Research
City Topology Through Graph Learning: Enhancing Urban Planning & Resilience
This research leverages Graph Neural Networks (GNNs) to analyze the topology of city infrastructure networks, including transportation, buildings, and land use. By learning the structural and functional relationships between these components, the study uncovers their role in shaping a city's economic and social performance under various stressors. The insights gained help inform policy and decision-making, enabling cities to enhance resilience, sustainability, and efficiency in urban planning and infrastructure management.
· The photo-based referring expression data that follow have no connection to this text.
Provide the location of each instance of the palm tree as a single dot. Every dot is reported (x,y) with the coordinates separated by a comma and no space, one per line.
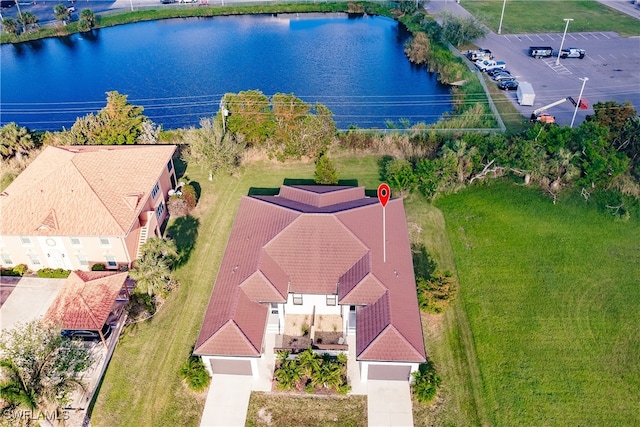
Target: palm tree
(10,25)
(87,19)
(39,367)
(152,271)
(15,140)
(61,12)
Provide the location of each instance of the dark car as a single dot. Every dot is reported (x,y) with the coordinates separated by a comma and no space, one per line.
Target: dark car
(86,335)
(493,71)
(508,85)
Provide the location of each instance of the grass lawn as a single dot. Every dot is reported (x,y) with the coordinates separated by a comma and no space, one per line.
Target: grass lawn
(285,410)
(552,297)
(545,16)
(142,386)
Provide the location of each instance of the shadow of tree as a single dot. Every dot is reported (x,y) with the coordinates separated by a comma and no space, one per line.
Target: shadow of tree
(423,265)
(184,232)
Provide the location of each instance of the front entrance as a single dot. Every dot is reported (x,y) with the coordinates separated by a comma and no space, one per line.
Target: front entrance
(231,367)
(389,372)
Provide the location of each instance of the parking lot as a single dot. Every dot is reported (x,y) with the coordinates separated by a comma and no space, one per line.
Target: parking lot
(612,65)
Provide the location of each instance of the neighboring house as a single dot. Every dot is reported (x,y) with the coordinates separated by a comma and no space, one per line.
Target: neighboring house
(309,263)
(82,205)
(89,300)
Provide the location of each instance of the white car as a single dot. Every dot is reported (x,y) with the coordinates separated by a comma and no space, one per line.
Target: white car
(489,64)
(572,52)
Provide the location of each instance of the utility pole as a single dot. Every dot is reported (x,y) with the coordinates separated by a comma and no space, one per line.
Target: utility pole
(567,20)
(504,3)
(584,81)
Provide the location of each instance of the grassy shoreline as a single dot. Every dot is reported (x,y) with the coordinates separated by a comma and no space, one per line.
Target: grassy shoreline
(111,19)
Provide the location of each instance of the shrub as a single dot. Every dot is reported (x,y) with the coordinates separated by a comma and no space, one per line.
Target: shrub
(16,271)
(189,194)
(177,206)
(195,374)
(54,273)
(425,383)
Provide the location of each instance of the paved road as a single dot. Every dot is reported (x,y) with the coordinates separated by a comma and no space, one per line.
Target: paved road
(611,65)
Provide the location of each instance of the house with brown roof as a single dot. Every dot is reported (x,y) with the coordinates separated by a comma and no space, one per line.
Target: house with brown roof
(77,206)
(310,266)
(88,299)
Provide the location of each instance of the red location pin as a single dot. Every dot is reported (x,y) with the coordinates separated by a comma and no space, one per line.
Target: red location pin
(383,194)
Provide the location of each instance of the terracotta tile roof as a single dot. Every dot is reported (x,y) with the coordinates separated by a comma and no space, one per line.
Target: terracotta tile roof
(82,190)
(315,268)
(85,300)
(314,247)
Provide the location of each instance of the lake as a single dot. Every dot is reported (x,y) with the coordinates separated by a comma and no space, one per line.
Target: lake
(178,70)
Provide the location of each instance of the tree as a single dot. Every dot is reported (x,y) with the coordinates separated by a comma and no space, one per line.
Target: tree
(15,140)
(40,367)
(212,148)
(326,172)
(459,31)
(61,13)
(298,131)
(117,123)
(152,271)
(27,19)
(87,20)
(10,26)
(250,115)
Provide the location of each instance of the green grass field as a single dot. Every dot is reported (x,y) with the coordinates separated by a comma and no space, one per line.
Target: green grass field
(552,297)
(544,331)
(142,386)
(545,16)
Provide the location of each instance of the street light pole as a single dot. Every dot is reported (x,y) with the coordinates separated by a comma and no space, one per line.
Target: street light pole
(504,3)
(567,20)
(584,81)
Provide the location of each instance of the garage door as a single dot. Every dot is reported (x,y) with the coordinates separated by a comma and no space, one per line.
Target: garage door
(231,367)
(389,372)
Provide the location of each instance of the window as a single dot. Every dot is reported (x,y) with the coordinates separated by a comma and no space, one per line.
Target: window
(155,191)
(82,259)
(6,259)
(159,210)
(111,261)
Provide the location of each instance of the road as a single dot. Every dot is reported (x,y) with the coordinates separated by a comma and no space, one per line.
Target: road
(611,65)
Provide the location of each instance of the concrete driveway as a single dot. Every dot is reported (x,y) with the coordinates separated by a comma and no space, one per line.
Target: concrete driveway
(227,401)
(29,300)
(389,403)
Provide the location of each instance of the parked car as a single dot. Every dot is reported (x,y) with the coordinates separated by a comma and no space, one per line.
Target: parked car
(572,52)
(503,77)
(480,54)
(493,71)
(488,64)
(86,335)
(540,51)
(508,85)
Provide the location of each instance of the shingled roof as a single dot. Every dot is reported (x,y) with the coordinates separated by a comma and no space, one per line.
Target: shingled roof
(85,300)
(53,195)
(316,240)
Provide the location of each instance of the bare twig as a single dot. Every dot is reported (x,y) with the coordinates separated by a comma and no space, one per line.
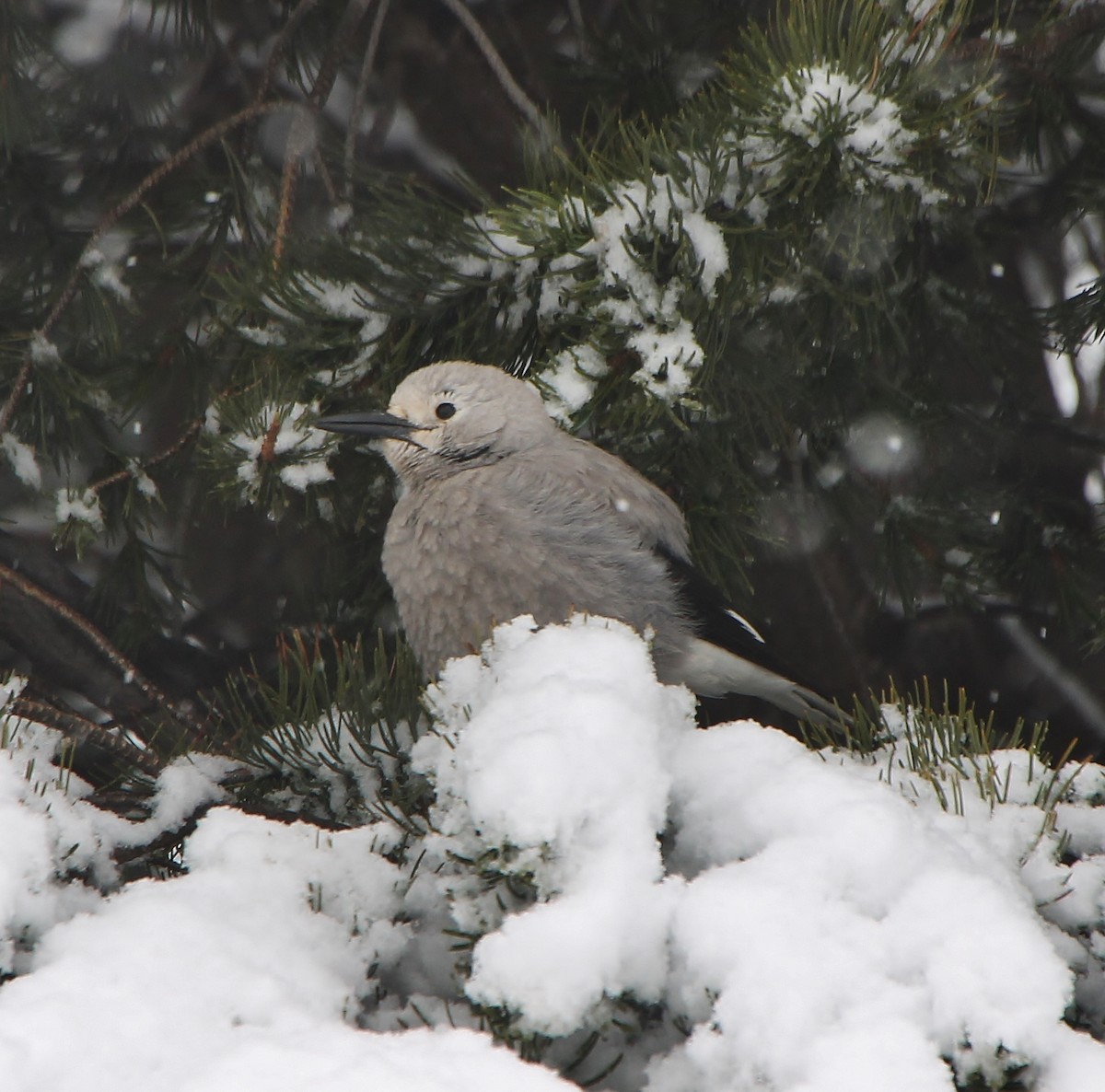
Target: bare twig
(497,65)
(156,176)
(329,70)
(128,672)
(298,14)
(362,93)
(81,728)
(177,446)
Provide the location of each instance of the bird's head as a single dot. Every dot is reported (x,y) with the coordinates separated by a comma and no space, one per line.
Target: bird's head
(450,417)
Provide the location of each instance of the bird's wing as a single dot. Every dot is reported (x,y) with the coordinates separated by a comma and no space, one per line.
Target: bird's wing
(716,622)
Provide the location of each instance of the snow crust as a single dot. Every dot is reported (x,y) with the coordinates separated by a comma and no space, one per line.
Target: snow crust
(800,921)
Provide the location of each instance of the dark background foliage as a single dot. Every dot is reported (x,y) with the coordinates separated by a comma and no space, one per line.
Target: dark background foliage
(204,204)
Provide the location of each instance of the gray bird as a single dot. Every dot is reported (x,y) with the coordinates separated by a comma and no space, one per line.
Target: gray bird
(501,513)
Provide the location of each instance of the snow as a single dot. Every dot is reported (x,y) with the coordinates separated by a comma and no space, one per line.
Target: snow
(795,920)
(80,505)
(22,461)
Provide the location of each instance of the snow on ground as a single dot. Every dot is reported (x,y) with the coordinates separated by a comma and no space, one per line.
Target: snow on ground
(808,922)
Deep Learning-Powered Sensor Fusion for Soil Moisture and Salinity Mapping
We have developed a novel sensor fusion technology that integrates acoustic impedance, electric capacitance, and conductivity measurements with a deep learning model to accurately assess moisture and salinity in soil. This innovation eliminates the need for frequent site-specific calibration by learning the complex interactions between moisture, salinity, and soil type.
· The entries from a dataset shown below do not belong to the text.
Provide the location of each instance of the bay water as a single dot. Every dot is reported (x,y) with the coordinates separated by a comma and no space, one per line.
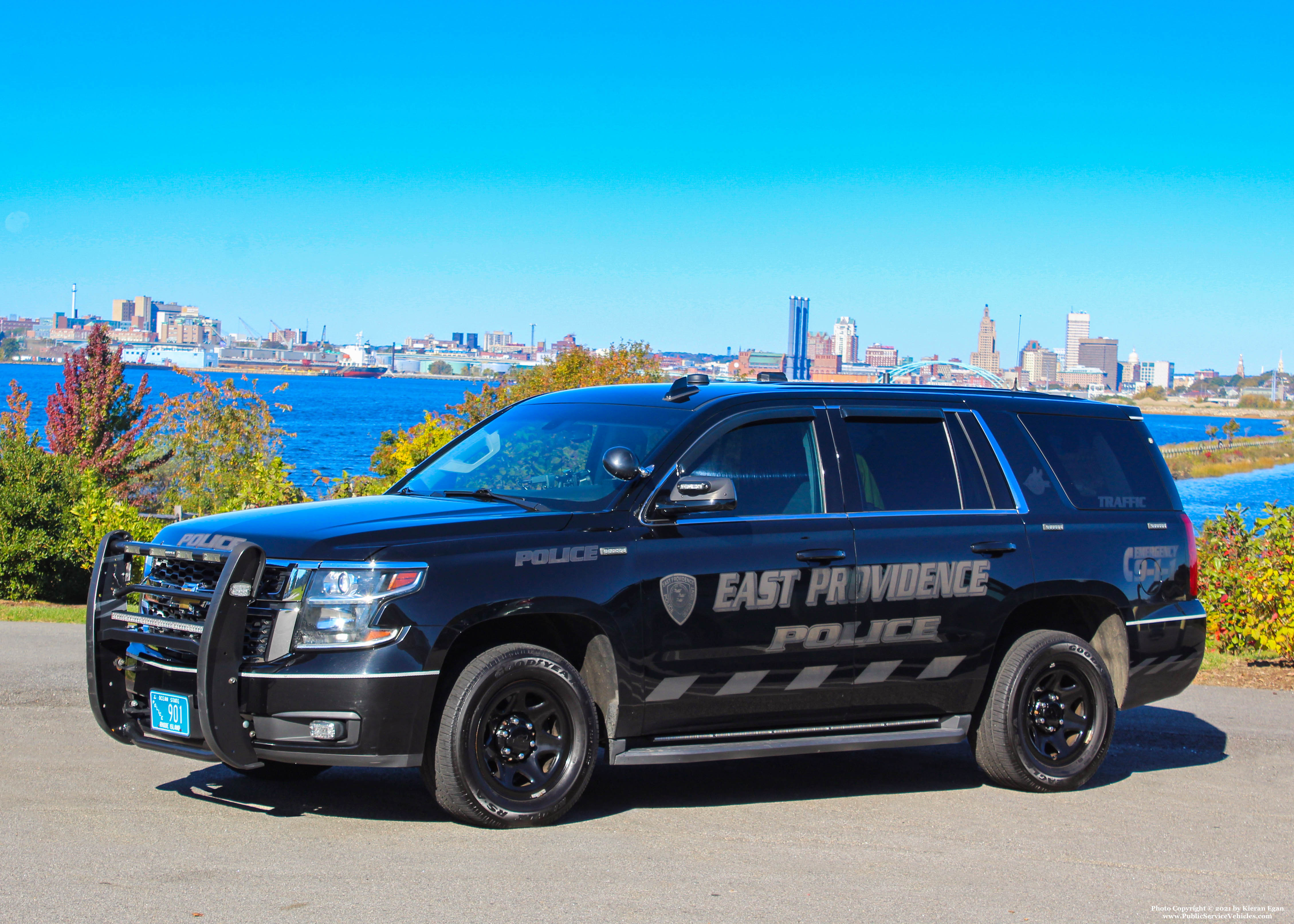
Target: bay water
(338,422)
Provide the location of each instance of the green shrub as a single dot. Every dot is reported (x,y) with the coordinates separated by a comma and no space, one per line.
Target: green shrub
(1247,580)
(39,535)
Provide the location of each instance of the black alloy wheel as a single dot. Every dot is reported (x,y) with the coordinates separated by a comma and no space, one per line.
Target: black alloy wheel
(1057,714)
(523,739)
(517,741)
(1050,715)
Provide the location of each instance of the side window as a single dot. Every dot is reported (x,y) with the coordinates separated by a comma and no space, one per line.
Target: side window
(988,462)
(975,486)
(773,465)
(1102,464)
(902,462)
AI-driven Scour Maintenance Strategy for Aging Bridge Systems in Flood-prone Zones
Deep reinforcement learning model was developed to optimize allocation of resources to mitigate scour-induced bridge failures, considering flood degradation, time deterioration, and community vulnerability. By simulating multiple flood scenarios using GIS data, the AI-driven approach outperforms traditional maintenance methods, offering cost-effective, data-driven solutions for sustainable infrastructure management.
Publication: [1]
Bayesian Network Modeling for Tracing PFAS Contamination
This study employs Bayesian network modeling to uncover the causal relationships between environmental (e.g., precipitation, elevation, land cover) and anthropogenic (e.g., factories, fire stations, airports) factors influencing PFAS contamination. The model not only predicts PFAS concentrations based on contributing variables but also infers potential contamination sources from observed PFAS levels, offering a powerful tool for environmental monitoring and pollution mitigation.